Text: Dr. Gabriele Riffert
 

Schrieb ein Grußwort für das Buch: Herzog Franz von Bayern. Foto: Johannes Seyerlein

Druckfrisch erschienen: Das Buch über die Erlenbader Franziskanerinnen. Foto: Gabriele Heigl
 
Das Herz am rechten Fleck
Das Wirken der Erlenbader Franziskanerinnen im Clemens-Maria-Kinderheim von 1918 bis 2007

KJF (Herausgeber)
St. Michaelsbund München, 2023
96 Seiten, 14,90 Euro
 

Dr. Gabriele Riffert, promovierte Religionswissenschaftlerin, Diplom-Theologin, Abschlüsse in Kommunikationswissenschaften, Völkerkunde und Philosophie. Foto: Robert Kiderle
 
Die Franziskanerinnen von Erlenbad (aus Wikipedia)

Die Franziskanerinnen von Erlenbad (Obersasbach in Baden) sind ein römisch-katholischer Frauenorden. In Nordamerika, wo sich heute das Generalat befindet, sind sie auch unter dem Namen School Sisters of St. Francis (Ordenskürzel: SSSF, Kongregation der Schulschwestern des heiligen Franziskus) bekannt. Die Kongregation wurde 1859 durch den Pfarrer Franz Xaver Lender im heutigen Rheinmünster gegründet. Sie brachte Waisenkinder in der verlassenen Benediktinerabtei Schwarzach im Schwarzwald unter und begründete zu deren Betreuung einen Schwesternorden. Wegen des Kulturkampfes wanderten 1873 diese Schwestern in die USA aus und bauten unter Leitung von Schwester Alexia Höll in Milwaukee 1874 ihr erstes Kloster St. Joseph. Die Kongregation entwickelte sich dort eigenständig weiter, wurde 1911 päpstlich anerkannt und breitete sich rasch aus. Seit 1900 ist der Orden eine Kongregation päpstlichen Rechts. Ab 1895 gründeten sie auch in Deutschland und der Schweiz wieder Niederlassungen, die erste war das Kloster in Erlenbad. 1907 wurde die deutsche Provinz unter dem Namen Erlenbader Franziskanerinnen eigenständig, 1919 wurde Erlenbad zum Mutterhaus der Provinz. Zu dieser Provinz gehören heute auch Niederlassungen in Honduras.

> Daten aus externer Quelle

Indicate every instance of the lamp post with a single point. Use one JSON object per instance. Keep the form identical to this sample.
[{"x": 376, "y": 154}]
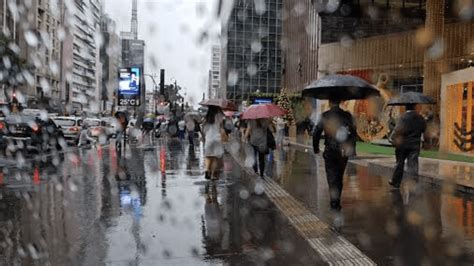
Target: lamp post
[{"x": 155, "y": 90}]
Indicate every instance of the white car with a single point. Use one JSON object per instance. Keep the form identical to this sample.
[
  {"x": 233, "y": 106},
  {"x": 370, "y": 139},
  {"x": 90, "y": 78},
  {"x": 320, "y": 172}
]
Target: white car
[{"x": 70, "y": 126}]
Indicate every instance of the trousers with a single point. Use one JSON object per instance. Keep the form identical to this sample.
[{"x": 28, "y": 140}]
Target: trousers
[
  {"x": 402, "y": 154},
  {"x": 260, "y": 159},
  {"x": 335, "y": 165}
]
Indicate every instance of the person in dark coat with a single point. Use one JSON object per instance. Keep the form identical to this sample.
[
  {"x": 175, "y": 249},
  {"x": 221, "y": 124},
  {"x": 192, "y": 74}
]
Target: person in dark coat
[
  {"x": 340, "y": 132},
  {"x": 406, "y": 138}
]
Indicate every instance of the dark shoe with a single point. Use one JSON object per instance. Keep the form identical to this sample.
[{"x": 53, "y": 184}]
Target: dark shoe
[
  {"x": 336, "y": 205},
  {"x": 394, "y": 185}
]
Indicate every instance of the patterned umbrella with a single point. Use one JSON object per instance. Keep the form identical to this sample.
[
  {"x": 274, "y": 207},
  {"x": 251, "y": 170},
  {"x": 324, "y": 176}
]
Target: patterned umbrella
[{"x": 340, "y": 87}]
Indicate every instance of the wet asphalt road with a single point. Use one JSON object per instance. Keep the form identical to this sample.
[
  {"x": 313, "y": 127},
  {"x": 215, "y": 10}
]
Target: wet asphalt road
[
  {"x": 420, "y": 225},
  {"x": 151, "y": 207}
]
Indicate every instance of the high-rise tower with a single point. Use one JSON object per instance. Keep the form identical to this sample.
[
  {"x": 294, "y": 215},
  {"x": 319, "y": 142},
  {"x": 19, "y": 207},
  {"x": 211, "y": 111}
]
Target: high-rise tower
[{"x": 134, "y": 24}]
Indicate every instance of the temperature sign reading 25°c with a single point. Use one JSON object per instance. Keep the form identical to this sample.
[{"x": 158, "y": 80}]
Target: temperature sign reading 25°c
[{"x": 129, "y": 86}]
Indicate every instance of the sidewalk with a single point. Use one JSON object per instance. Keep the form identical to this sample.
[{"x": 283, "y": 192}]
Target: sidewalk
[{"x": 438, "y": 172}]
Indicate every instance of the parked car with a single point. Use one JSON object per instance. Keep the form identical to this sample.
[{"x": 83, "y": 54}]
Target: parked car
[
  {"x": 111, "y": 127},
  {"x": 25, "y": 133},
  {"x": 70, "y": 126},
  {"x": 95, "y": 126}
]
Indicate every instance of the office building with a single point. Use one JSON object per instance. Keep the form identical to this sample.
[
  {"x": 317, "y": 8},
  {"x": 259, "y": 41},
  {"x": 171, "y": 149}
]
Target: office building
[
  {"x": 133, "y": 50},
  {"x": 251, "y": 55},
  {"x": 81, "y": 68},
  {"x": 33, "y": 27},
  {"x": 400, "y": 45},
  {"x": 214, "y": 74},
  {"x": 110, "y": 57}
]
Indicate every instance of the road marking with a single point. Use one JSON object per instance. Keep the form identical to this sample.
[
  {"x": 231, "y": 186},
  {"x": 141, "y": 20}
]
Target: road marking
[{"x": 333, "y": 248}]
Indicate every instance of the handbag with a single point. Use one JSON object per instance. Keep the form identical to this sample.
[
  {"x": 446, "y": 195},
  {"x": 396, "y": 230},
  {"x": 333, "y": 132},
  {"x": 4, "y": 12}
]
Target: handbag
[{"x": 271, "y": 144}]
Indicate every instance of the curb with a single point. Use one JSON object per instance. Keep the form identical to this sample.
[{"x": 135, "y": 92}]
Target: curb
[
  {"x": 439, "y": 181},
  {"x": 331, "y": 247}
]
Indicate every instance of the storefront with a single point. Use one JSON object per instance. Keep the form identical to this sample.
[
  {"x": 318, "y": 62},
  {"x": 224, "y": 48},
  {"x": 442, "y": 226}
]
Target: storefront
[{"x": 457, "y": 112}]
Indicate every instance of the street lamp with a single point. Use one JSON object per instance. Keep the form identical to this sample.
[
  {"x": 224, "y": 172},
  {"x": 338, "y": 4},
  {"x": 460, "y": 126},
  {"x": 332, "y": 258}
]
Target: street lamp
[{"x": 155, "y": 90}]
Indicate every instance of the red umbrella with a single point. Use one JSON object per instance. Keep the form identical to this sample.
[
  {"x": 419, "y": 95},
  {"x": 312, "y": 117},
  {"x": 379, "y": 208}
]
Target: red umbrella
[
  {"x": 229, "y": 113},
  {"x": 222, "y": 103},
  {"x": 257, "y": 111}
]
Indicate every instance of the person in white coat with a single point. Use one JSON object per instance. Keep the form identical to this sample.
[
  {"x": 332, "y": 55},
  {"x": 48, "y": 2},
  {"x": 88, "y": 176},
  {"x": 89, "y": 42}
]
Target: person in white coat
[
  {"x": 85, "y": 137},
  {"x": 213, "y": 146}
]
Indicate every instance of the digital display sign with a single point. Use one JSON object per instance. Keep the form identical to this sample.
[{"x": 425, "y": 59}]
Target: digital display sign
[
  {"x": 129, "y": 86},
  {"x": 262, "y": 100}
]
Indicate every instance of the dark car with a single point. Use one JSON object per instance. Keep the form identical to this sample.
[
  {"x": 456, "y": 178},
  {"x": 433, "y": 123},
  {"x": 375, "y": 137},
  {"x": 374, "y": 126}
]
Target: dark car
[{"x": 27, "y": 133}]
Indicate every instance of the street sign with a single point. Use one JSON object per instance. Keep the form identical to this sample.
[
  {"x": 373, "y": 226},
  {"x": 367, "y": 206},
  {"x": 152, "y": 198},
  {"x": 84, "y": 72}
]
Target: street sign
[{"x": 129, "y": 86}]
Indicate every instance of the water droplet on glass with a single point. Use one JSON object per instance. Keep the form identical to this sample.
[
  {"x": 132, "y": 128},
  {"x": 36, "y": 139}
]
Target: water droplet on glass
[
  {"x": 260, "y": 7},
  {"x": 259, "y": 188},
  {"x": 6, "y": 62},
  {"x": 256, "y": 46},
  {"x": 244, "y": 194},
  {"x": 436, "y": 50},
  {"x": 31, "y": 39},
  {"x": 252, "y": 70},
  {"x": 233, "y": 77},
  {"x": 346, "y": 41}
]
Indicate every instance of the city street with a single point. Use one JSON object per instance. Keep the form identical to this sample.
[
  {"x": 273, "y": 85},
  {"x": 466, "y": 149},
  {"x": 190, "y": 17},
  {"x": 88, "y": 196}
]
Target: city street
[
  {"x": 415, "y": 226},
  {"x": 151, "y": 208},
  {"x": 154, "y": 207}
]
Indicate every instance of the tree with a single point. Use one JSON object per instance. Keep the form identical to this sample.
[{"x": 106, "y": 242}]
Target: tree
[{"x": 284, "y": 102}]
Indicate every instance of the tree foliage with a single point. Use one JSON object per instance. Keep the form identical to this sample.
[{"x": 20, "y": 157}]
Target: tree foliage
[{"x": 284, "y": 102}]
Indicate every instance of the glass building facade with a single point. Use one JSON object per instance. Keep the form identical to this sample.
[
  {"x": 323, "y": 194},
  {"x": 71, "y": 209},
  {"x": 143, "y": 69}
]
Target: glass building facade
[{"x": 251, "y": 57}]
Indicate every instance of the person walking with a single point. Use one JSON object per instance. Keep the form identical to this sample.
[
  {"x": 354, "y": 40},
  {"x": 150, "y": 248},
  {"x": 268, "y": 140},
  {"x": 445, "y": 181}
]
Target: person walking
[
  {"x": 406, "y": 137},
  {"x": 181, "y": 129},
  {"x": 85, "y": 137},
  {"x": 280, "y": 131},
  {"x": 256, "y": 134},
  {"x": 340, "y": 131},
  {"x": 213, "y": 146}
]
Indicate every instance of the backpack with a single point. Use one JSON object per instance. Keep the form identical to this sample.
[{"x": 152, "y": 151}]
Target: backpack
[{"x": 349, "y": 134}]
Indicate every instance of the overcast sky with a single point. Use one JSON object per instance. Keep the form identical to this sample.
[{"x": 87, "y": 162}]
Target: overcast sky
[{"x": 172, "y": 30}]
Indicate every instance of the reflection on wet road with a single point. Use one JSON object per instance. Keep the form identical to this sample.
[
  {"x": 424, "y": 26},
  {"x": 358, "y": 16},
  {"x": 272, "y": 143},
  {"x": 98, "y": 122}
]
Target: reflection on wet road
[
  {"x": 420, "y": 225},
  {"x": 151, "y": 208}
]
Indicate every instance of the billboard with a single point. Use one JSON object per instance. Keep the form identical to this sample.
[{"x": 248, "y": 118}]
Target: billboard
[
  {"x": 129, "y": 86},
  {"x": 260, "y": 100}
]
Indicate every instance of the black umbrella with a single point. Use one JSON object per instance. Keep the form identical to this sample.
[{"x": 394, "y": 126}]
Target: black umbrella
[
  {"x": 340, "y": 87},
  {"x": 411, "y": 98}
]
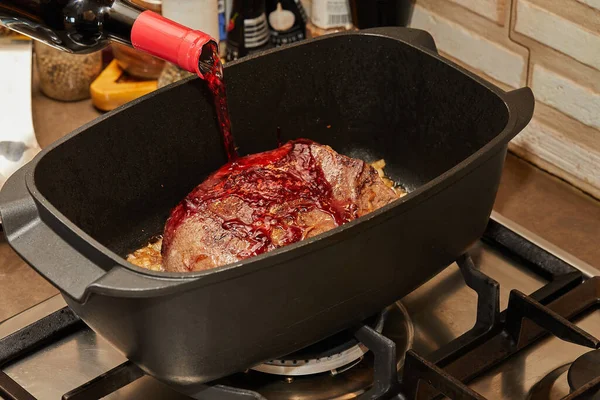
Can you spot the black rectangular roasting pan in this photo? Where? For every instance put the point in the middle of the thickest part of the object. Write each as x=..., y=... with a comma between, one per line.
x=93, y=196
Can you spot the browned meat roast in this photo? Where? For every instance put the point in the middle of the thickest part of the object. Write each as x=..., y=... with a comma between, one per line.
x=264, y=201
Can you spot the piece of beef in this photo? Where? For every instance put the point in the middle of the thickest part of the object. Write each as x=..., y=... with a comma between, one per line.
x=268, y=200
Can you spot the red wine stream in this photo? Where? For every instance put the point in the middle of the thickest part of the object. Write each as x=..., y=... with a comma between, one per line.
x=216, y=84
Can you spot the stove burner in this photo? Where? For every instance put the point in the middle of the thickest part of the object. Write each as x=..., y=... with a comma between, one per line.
x=356, y=378
x=552, y=387
x=336, y=354
x=583, y=370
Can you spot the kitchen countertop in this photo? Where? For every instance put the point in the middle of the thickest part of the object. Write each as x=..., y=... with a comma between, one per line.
x=541, y=203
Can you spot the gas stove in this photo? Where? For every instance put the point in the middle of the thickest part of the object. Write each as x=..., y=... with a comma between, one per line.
x=514, y=318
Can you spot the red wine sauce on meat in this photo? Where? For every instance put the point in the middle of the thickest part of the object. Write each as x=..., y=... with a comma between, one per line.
x=287, y=178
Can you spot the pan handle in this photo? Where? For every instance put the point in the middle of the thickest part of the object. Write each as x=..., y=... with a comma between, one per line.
x=415, y=37
x=521, y=103
x=50, y=250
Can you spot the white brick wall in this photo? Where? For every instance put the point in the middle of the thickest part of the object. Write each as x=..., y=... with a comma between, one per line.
x=559, y=33
x=559, y=150
x=591, y=3
x=492, y=9
x=567, y=96
x=471, y=48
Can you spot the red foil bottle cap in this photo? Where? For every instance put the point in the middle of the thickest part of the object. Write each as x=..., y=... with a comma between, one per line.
x=166, y=39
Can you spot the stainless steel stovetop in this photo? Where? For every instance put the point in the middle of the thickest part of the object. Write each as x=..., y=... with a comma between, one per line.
x=438, y=312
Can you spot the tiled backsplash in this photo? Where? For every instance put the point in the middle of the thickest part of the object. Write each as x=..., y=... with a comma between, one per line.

Die Schwestern waren in Nordamerika von Anfang an hauptsächlich in den Pfarrschulen tätig, weil Religionsunterricht an staatlichen Schulen in den USA nicht erlaubt ist. Die Ordensschwestern sind heute außerdem in Kindergärten, Krankenhäusern, Schulen und Altersheimen tätig. Die Kongregation ist zum Beispiel eine der Gesellschafterinnen der im Jahr 2000 gegründeten "Regionalverbund kirchlicher Krankenhäuser gGmbH" mit Sitz in Freiburg im Breisgau. Als einer der ersten Orden gründeten die Schwestern Wohnheime für berufstätige Mädchen und Studentinnen. Seit den 1970er Jahren gibt es zwei Provinzen in Indien und eine Provinz in Südamerika. Heute gibt es weltweit etwa 1200 Schwestern, davon 700 in den USA.